Relative Wasserstein Angle and the Problem of the $W_2$-Nearest Gaussian Distribution
This work addresses the challenge of measuring deviations from Gaussianity for researchers in statistics and machine learning, offering a novel geometric approach with practical applications in distribution approximation.
The paper tackles the problem of quantifying non-Gaussianity in empirical distributions using optimal transport, introducing the relative Wasserstein angle and orthogonal projection distance, and shows that the proposed nearest Gaussian improves Fréchet Inception Distance scores over moment matching.

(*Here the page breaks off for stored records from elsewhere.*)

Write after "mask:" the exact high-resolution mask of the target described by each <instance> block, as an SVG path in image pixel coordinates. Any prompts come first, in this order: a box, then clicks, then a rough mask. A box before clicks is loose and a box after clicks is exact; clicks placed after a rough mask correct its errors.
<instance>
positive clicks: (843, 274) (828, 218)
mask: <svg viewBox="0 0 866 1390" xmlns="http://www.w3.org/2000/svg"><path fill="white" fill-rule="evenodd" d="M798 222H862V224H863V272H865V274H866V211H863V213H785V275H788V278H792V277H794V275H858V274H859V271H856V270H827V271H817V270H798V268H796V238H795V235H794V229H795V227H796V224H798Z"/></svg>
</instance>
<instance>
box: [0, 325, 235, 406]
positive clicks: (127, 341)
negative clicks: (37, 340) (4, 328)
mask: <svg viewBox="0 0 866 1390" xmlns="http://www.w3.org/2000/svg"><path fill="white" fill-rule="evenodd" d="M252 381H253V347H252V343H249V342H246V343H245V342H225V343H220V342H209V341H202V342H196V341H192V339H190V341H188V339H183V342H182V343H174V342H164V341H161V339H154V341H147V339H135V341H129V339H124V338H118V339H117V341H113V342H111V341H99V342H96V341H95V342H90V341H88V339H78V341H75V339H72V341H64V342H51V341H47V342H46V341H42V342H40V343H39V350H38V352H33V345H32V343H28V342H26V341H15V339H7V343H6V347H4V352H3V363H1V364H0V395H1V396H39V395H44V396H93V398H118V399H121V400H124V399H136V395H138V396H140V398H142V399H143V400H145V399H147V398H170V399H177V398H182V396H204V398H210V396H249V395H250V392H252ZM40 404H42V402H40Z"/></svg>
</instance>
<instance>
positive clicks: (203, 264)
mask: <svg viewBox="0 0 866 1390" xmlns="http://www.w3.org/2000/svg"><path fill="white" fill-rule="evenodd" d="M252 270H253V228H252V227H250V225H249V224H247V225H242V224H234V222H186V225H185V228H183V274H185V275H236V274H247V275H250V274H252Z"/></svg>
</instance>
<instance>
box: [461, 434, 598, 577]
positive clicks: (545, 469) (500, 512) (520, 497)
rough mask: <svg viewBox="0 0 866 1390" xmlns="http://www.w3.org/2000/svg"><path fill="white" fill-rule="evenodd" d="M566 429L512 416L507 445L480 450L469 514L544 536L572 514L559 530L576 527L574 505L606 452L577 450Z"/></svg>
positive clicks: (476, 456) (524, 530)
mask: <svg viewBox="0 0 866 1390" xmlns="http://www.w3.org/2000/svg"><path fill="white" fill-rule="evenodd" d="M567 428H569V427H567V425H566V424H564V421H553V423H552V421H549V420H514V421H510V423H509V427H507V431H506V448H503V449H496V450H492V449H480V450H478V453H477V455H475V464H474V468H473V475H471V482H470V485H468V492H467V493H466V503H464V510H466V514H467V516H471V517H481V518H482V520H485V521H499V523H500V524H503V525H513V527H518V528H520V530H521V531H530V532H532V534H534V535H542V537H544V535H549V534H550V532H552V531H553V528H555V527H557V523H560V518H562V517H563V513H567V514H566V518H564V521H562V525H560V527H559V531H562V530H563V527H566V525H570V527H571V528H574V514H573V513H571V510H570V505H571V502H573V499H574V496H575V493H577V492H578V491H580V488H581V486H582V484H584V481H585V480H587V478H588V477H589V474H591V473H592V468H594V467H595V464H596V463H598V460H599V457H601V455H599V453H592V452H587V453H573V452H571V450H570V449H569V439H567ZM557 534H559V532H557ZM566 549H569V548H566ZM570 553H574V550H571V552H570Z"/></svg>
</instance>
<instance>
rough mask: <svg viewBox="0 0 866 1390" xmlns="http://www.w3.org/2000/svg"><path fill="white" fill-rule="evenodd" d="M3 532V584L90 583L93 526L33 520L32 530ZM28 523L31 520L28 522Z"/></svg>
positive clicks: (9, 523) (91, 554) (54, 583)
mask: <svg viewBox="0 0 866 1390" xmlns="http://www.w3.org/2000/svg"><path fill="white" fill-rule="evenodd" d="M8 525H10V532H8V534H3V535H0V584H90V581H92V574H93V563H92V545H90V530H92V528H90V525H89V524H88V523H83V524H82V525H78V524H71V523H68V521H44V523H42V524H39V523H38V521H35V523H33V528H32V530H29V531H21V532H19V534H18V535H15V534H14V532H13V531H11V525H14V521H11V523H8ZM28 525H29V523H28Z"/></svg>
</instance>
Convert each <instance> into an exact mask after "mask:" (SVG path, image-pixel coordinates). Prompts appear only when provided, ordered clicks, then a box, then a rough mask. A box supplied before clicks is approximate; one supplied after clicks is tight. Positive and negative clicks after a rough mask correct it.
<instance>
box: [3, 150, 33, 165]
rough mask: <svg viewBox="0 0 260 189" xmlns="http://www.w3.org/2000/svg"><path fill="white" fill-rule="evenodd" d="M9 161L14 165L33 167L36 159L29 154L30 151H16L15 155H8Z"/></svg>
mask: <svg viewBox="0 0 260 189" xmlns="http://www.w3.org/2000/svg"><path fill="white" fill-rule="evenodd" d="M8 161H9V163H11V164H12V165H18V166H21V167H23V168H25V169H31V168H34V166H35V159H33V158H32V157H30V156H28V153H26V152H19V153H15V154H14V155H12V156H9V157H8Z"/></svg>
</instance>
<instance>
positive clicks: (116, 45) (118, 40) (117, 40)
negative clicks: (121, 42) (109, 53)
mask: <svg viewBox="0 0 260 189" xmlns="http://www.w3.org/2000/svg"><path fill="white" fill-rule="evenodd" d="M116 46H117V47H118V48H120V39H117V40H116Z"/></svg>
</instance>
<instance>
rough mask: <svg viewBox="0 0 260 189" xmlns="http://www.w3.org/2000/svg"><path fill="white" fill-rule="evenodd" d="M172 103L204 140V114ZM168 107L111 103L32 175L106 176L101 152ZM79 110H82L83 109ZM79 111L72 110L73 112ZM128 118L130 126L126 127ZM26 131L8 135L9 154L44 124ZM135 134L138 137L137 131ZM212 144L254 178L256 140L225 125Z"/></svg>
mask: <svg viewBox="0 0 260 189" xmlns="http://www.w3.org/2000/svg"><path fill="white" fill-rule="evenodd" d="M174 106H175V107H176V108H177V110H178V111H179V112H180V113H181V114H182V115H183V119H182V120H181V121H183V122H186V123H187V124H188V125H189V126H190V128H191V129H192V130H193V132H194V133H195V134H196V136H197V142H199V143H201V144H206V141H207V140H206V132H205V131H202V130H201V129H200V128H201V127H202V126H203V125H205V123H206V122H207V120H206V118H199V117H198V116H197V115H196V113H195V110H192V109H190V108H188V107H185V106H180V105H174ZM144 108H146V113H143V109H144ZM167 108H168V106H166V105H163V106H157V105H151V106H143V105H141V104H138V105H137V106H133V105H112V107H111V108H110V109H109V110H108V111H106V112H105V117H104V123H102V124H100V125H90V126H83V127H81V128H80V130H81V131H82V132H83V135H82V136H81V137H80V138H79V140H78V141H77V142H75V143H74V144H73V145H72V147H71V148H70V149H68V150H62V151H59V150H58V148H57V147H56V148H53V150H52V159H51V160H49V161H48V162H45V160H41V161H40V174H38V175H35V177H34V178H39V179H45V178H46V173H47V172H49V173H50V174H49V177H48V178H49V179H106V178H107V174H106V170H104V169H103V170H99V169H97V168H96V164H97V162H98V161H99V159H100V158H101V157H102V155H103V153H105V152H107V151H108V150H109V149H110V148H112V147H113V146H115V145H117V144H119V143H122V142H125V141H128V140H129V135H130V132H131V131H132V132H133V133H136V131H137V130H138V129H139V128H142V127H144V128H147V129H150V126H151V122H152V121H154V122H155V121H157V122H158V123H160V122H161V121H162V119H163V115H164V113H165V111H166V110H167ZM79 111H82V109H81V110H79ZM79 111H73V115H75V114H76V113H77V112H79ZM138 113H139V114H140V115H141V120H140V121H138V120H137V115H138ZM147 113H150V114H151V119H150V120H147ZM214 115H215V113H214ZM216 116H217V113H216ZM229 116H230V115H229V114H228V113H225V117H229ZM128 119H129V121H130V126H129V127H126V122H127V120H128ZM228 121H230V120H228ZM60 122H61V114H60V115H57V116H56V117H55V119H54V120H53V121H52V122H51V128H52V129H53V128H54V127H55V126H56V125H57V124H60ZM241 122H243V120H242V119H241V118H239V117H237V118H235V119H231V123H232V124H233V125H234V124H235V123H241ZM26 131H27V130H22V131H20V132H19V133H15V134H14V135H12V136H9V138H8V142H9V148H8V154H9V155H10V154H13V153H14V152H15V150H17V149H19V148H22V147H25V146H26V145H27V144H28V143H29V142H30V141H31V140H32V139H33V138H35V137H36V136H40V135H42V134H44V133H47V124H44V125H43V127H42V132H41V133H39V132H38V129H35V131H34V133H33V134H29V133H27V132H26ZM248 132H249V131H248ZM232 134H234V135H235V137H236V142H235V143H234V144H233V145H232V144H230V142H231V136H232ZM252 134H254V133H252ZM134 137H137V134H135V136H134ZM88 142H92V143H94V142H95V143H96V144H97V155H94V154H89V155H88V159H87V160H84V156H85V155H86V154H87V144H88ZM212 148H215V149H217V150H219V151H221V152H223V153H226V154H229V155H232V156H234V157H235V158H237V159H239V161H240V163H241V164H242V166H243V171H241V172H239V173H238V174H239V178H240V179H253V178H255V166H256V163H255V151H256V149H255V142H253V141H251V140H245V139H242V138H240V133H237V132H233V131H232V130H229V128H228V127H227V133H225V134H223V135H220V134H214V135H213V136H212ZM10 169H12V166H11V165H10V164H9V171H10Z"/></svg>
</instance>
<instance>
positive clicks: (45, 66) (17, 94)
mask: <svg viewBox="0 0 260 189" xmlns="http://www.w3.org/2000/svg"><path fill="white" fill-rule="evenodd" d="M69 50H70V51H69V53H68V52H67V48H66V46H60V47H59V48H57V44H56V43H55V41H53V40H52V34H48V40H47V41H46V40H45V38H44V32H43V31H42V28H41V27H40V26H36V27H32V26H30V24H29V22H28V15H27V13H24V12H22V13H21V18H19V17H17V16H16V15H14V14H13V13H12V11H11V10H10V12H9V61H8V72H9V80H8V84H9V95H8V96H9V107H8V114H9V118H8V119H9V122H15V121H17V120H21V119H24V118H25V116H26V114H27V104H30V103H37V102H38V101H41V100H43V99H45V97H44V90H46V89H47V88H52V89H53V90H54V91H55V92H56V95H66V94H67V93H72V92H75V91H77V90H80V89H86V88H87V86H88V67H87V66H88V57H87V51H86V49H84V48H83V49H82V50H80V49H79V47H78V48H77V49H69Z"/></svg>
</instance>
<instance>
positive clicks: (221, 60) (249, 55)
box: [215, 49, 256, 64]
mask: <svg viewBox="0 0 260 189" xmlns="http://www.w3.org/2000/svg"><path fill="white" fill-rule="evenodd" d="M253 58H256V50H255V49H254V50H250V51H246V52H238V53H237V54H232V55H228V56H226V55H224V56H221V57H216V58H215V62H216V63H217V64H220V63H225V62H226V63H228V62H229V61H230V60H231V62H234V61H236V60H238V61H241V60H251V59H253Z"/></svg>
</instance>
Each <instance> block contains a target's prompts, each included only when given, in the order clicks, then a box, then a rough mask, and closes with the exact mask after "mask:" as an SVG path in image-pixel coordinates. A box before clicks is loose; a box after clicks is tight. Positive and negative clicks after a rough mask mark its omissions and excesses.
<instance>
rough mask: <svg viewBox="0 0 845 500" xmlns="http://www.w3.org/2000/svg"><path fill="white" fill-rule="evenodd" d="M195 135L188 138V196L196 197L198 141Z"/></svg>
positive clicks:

We study the problem of quantifying how far an empirical distribution deviates from Gaussianity under the framework of optimal transport. By exploiting the cone geometry of the relative translation invariant quadratic Wasserstein space, we introduce two novel geometric quantities, the relative Wasserstein angle and the orthogonal projection distance, which provide meaningful measures of non-Gaussianity. We prove that the filling cone generated by any two rays in this space is flat, ensuring that angles, projections, and inner products are rigorously well-defined. This geometric viewpoint recasts Gaussian approximation as a projection problem onto the Gaussian cone and reveals that the commonly used moment-matching Gaussian can \emph{not} be the \(W_2\)-nearest Gaussian for a given empirical distribution. In one dimension, we derive closed-form expressions for the proposed quantities and extend them to several classical distribution families, including uniform, Laplace, and logistic distributions; while in high dimensions, we develop an efficient stochastic manifold optimization algorithm based on a semi-discrete dual formulation. Experiments on synthetic data and real-world feature distributions demonstrate that the relative Wasserstein angle is more robust than the Wasserstein distance and that the proposed nearest Gaussian provides a better approximation than moment matching in the evaluation of Fréchet Inception Distance (FID) scores.